The candidates may as well start with the pressing issues of chaebol reform on which most voters agree rather than comprehensive reform, Kim advises.
The vociferous reform-minded scholar took the lead in organizing a movement to protect minority shareholders’ rights, which scared the chaebol big time. Still adhering to his philosophy on the issue, academic and activist Kim strongly advocates the legitimacy of economic justice and chaebol reform. He also remains steadfast in his conviction that economic democratization can only be achieved by confronting two fundamental problems: Chaebol reform and economic polarization in our society.
Given his unyielding posture on the issues, Kim’s latest confession could translate into an argument for controlling the speed of economic democratization and chaebol reform. Yet we take special note of his advice that we need to approach the issue in a minimalist way, as politicians competitively trot out a series of populist pledges ahead of the election even without considering any of their serious ramifications.

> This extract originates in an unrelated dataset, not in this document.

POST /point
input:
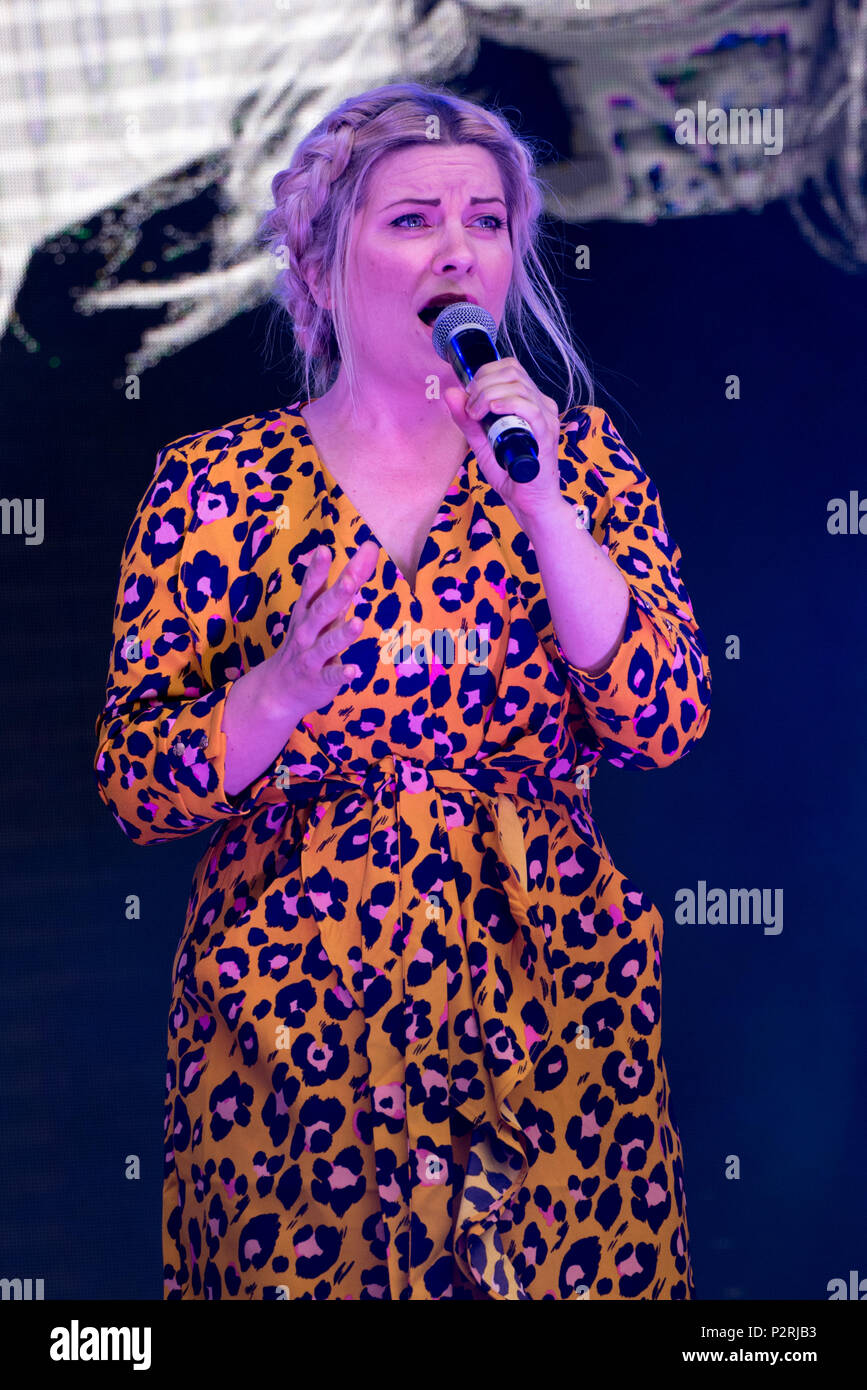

We are convinced that our presidential hopefuls have come up with over-the-top promises for economic justice to increase their possibility of victory. The move originates from their obsession with winning the election at any cost. However, such a mindset could drive the whole country into larger divisions. A group of conservative opinion leaders of our society issued a statement yesterday that demands the political establishment immediately stop such an irresponsible attempt to legislate economic democratization.
Even if economic justice and chaebol reform are the right way to go, each presidential candidate should take a different method and approach. They need to polish their economic pledges more rationally so they become feasible. As professor Kim said in the interview, campaign promises can be put into action only when they are justifiable to voters. After that, our society can make real progress.